Texture is usually stored as a bitmap. A bitmap contains a finite number of discrete samples of some original image. During scan conversion of a textured polygon, pixel coordinates are mapped into texture coordinates (u, v) and the texture is re-sampled using these coordinates. In particular, if the polygon is shrunk due to perspective, it will cover only a few pixels. This will result in just a few sampling points spread across the texture bitmap.
If the texture contains a lot of fine detail, the re-sampling points might not be representative of the particular area of the bitmap.

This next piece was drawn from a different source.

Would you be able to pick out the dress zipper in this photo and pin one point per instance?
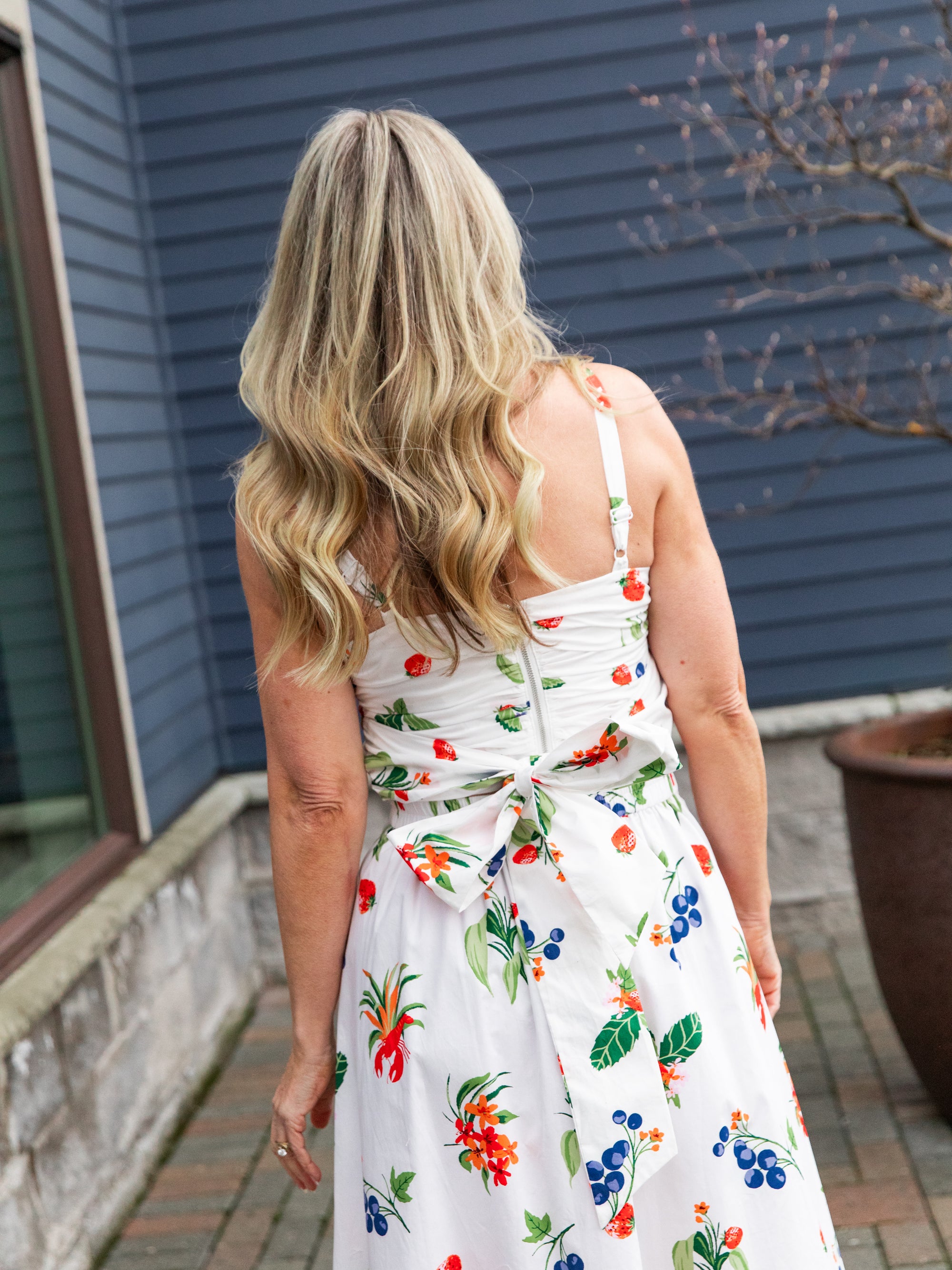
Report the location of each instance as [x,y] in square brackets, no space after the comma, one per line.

Below, the picture on the right is the result of picking every 5th pixel from the picture on the left. Notice random white pixels when the sampling point fell on white tracks. The tracks correspond to a high-frequency component of the picture--large variations of color concentrated in small areas. Since the width of the tracks is less than 5 pixels, the samples often miss the tracks completely, at other times exaggerate their width. Sampling of an image that has high-frequency components with a grid of lower frequency results in aliasing artifacts.
On the left, this is the same picture after applying a 5x5 box filter. The resampling on the right (again, every 5th pixel) results in a much smoother picture. Filtering smoothed out high frequency components. For instance, the tracks are much less sharp than in the previous picture.
Applying a box filter is equivalent to averaging out a square of 5x5 pixels for each pixel of the resulting picture.